Over 2,000 Benefit From Accelerated Education Program in Lamwor

Kampala – Monica Aling is a 19-year-old soft spoken and composed girl who stands at 5’8ft and her stature commands attention.

She came from Kyangwali to Palabek Refugee Settlement and when she joined the mainstream primary five class, it was even more difficult for her to study. Her height drew the attention of learners in her school and she left.

In 2019, Aling heard from a friend about the Accelerated Education Program (AEP) in the same block she lived and decided to enrol in term 1 level 2.

Joining AEP was good for Aling as it was no longer about her size and concentration was put on assignments. In less than two years, Aling sat her Primary Leaving Examinations.

Aling is currently enrolled at Don Bosco Youth Centre in Palabek where she is learning construction and masonry as she waits for her final results of the Accelerated Education (AE).

Aling is one of the 2,624 beneficiaries of the Building Resilience in Crisis through Education (BRiCE) project implemented in Palabek Refugee Settlement, Lamwo district.

Started on 1st March 2018, the overall purpose of the project was to build sustainable, resilient and quality educational opportunities for refugee and displaced children, as well as those in the host communities in Northern Uganda and South Sudan.

BRiCE project was funded by European Union and implemented in a consortium led by Oxfam in Uganda with a primary aim of improving access to quality primary education for learners between the ages of 6 and 18 years in both non formal and formal education systems.

Alfred Agaba Biribonwa is the Program Manager Education at AVIS foundation an implementing partner of BRiCE project. He says the model delivery was 2 fold: delivering a 3-year condensed primary education for older learners (12-18 years) and developing a curricula for a bridging course for younger learners (6-12 years).

“The main activities conducted included among others identification of AEP centers and teachers, enrollment of learners and support to teaching through provision of scholastic materials.” He said

Speaking at the phase out event for the project held in Kampala on Tuesday, Francis Shanty Odokorach, the Country Director Oxfam Uganda said the AEP encouraged learners to transition to other education levels.

“Whenever appropriate, the AE learners shifted from AEP to formal primary section.
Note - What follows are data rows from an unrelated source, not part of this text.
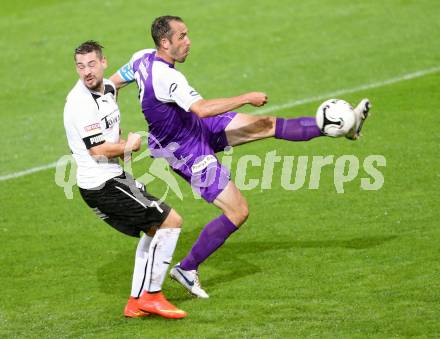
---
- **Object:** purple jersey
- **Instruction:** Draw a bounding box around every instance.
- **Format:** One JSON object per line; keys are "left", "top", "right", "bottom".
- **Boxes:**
{"left": 128, "top": 50, "right": 202, "bottom": 155}
{"left": 124, "top": 49, "right": 236, "bottom": 202}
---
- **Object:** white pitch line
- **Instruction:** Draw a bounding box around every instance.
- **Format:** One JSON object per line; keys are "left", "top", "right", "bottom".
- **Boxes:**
{"left": 0, "top": 161, "right": 60, "bottom": 181}
{"left": 1, "top": 65, "right": 439, "bottom": 182}
{"left": 253, "top": 65, "right": 440, "bottom": 115}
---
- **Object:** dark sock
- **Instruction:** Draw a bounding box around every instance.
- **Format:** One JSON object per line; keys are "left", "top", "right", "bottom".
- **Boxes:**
{"left": 275, "top": 117, "right": 322, "bottom": 141}
{"left": 180, "top": 215, "right": 238, "bottom": 271}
This for example happened after completion of level one, where after a learner could move to P.4 of formal section. AE learners could also choose to move to vocational skills training after completion of any level,” Said Odokorach.
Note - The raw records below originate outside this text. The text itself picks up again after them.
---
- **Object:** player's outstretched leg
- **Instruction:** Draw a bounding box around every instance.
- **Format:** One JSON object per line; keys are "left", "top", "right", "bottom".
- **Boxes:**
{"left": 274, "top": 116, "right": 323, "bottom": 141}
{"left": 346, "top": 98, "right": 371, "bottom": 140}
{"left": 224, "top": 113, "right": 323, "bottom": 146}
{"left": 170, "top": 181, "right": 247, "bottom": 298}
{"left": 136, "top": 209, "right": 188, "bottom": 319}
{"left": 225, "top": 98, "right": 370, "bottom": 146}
He notes however, that most of the learners chose to complete all the three AEP levels and subsequently join secondary education.

“By offering disadvantaged groups a second chance to access quality education through AEP, most of them especially teenage mothers are capable of transitioning to vocational or secondary education.” Notes Odokorach

Picking from lessons learnt from this project, Odokorach made several recommendations to government and other stakeholders.

He says for Accelerated Education to become more effective, specific interventions targeting to increase the number of qualified female teachers are required.

Odokorach also called for increased budget allocation to the key sectors of education, health, and other sectors that reduce the burden of care on women.

He further urged government to review and adopt accelerated learning for the teenage mothers to help them catch up.

On his part, Osbon Geoffrey Oceng, the Lamwo Resident District Commissioner called for extension of the project to be able to benefit those that had just joined.

Osbon Geoffrey Oceng, the Lamwo Resident District Commissioner speaking to journalists in Kampala. Courtesy photo

“I was engaging the Country Director that we need now to come up with a crisis meeting to engage European Union to at least extend this because this was more of a pilot scheme that has registered good results,” Said Oceng.

While officiating at the event, Hellen Grace Asamo, the State Minister for Disability Affairs thanked Oxfam Uganda and partners for providing quality education to the refugees and disadvantaged children in the host communities.

“I’m tasking Oxfam to share lessons learnt from the BRiCE project as they will be useful in harnessing government existing efforts to uplift the wellbeing of our people in Lamwo district,” Said Minister Asamo.